Salaries are up among the most recent MBA graduates of Stanford Graduate School of Business. The average base has risen to an unprecedented $133,406, compared to $129,618 last year. The median, which had stayed unchanged for four years, rose 4% to an all-time high of $130,000. While signing bonuses are essentially flat, other guaranteed compensation has risen significantly; the record-breaking median of $52,500 represents a 67% rise compared to last year, while the average $73,488 represents a 4% increase.
Timing of Job Offers
Compared to 94% last year, 92% of the 259 job seekers in the MBA Class of 2015 reported receiving job offers 90 days after graduation. Job acceptances at the same time fell from 92% last year to 86% as MBAs became more selective.
“This cohort has a very positive outlook on the market and a higher tolerance for risk,” said Maeve Richard, assistant dean and director of the Career Management Center at Stanford Graduate School of Business.
“The strong market has allowed them to defer decisions about multiple offers, and in some cases, turn down offers to remain focused on searching for an ideal opportunity,” she said. “Stanford MBAs care deeply about making a difference and a job’s potential for impact, and they are willing to wait until they find the position that suits them best.”

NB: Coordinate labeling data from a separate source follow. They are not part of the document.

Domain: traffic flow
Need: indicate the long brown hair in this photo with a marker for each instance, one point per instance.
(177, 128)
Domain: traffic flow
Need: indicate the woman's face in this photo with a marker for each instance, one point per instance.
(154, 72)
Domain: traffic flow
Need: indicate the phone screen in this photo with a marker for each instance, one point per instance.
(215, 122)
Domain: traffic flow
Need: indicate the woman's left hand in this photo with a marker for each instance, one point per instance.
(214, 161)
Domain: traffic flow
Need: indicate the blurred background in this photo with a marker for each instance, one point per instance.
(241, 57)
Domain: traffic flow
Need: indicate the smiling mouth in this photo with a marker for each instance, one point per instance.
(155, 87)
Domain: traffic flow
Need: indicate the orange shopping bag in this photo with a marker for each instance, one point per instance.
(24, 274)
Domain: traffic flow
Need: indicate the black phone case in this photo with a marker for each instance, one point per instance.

The Class of 2015 chose careers in diverse industries, with finance and technology at the top of the chart at 31% and 28%, respectively. Not surprisingly, the strong salary increases this year came from graduates who went into finance, especially hedge funds and venture capital. Within the tech sector, continued diversification has led to the addition over the last few years of subcategories that account for emerging areas such as marketing, education, retail, and manufacturing, which have been added to the traditional categories of Internet services/e-commerce, software, and consumer electronics/hardware.
Interest in consulting continued to slip with this year’s two-point drop to 14%, while healthcare gained two points to 6%. The combined consumer-related categories of consumer packaged goods, retail, and hospitality slipped a notch to 7%; similarly, the combined categories of nonprofit and government dropped a point to 6%.

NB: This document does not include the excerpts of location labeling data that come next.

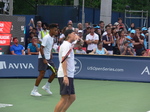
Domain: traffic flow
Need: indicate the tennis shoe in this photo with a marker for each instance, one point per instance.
(35, 93)
(47, 89)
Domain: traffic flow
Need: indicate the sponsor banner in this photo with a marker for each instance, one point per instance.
(5, 27)
(5, 39)
(86, 67)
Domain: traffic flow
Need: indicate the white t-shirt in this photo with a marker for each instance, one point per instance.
(92, 37)
(40, 34)
(47, 42)
(62, 36)
(105, 33)
(64, 48)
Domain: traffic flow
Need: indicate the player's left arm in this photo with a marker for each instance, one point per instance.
(96, 40)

Demonstrating the diverse base of Stanford GSB recruiters, out of 355 organizations that hired Stanford MBAs for summer and full-time positions, 93% hired just one or two students.
As in the previous two years, this year’s employment report includes a closer look at those who launched their own ventures. These entrepreneurs, excluded from job-seeking and compensation data in compliance with guidelines set by the MBA Career Services and Employer Alliance (CSEA), comprise 16% of the Class of 2015, down slightly from the 18% all-time high in 2013. The top three categories in which they launched ventures were consumer products and services, 14%; healthcare, 10%; and finance, 9%.

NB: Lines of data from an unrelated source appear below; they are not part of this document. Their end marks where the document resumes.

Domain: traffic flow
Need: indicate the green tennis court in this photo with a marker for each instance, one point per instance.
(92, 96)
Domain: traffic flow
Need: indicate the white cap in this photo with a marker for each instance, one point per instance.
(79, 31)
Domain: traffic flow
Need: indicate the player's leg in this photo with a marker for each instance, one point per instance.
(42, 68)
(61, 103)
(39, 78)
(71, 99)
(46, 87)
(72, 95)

While a 60% majority of the entrepreneurs stayed on the West Coast, 28% started their companies outside the U.S.
Notably, the percentage of international entrepreneurs (20% of the class) outpaced the percentage of U.S. entrepreneurs (15%).
As an alternative to starting their own companies, many internationals were interested in joining startups. But the tendency for these employers to hire “just in time,” coupled with an H-1B visa process that does not favor startups, attenuated the search process for international students. Job acceptances three months out decreased to 82% from 89% last year. However, “This job-seeking pool is such a small size, the actions of a handful of students constitute the percentage difference,” said Richard.
For the first time, this year’s employment report takes a closer look at the 68% of the class that stayed on the West Coast. Counter to the stereotype that equates West Coast jobs with the tech industry, Stanford MBAs went to a wide range of industries , with consulting and private equity tied at the top of the list at 11%. This new table does not include entrepreneurs.
At first glance, the pull of the West came at the expense of international opportunities, which continued on a downward trend to 7% compared to the peak in 2010, when more than one in five graduates went to work outside the U.S. However, the number of international entrepreneurs, which has nearly doubled since 2010, is not included and is therefore underrepresented in international jobs.
“Overall, our graduates are in great demand and their prospects are bright,” said Richard.